I’ve been watching the Librarians, though I’m a couple episodes behind at the moment, and I can’t deny that it is one of those deeply silly shows where enjoying it is not so much a suspension of disbelief but an acceptance that you are watching something deliberately over-the-top, into the realm of farce. It’s intensely cheesy, and it’s only redemption is that – for all it’s faults – it has a great deal of heart.
The cheese, though, the over-the-topness and silliness, is one step shy of epic. Or one step beyond epic. In my own writing, attempting scifi and fantasy (especially) has been for me an exercise in learning to hear cheese. How far can you go before it’s just too ridiculous. Where is the line between awesome + funny and that blank stare where the reader/audience/whatever is trying to decide if this was serious or they’re supposed to laugh. And then – as if that wasn’t precise enough – where to take our humor so that they’re laughing with you and not at you.
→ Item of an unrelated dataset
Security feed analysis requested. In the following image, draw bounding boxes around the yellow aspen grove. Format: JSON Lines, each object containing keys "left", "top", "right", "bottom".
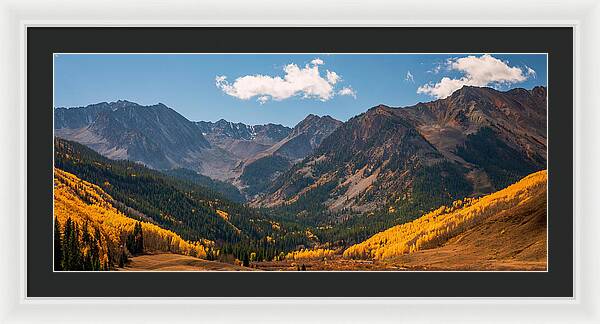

I often err on the side of safety, so my forays into epic are few and far between and it becomes all the more important that I be able to hear the cheese. A lot of my old writing is a little cheesier than that I really like now, and going back to read it is a little bit like going back and looking at pictures of me as a kid. I didn’t even know how silly I was being, and it’s a little bit charming now, but also something I’m glad to have left behind.
Cheesy dialogue is the worst offender, but then dialogue is always a rough one to deal with.
But, yes – I’m still not sure where exactly the line is, at least not for me. How much can I attempt intensity, attempt ‘epic’ before it all falls apart as ‘trying too hard’?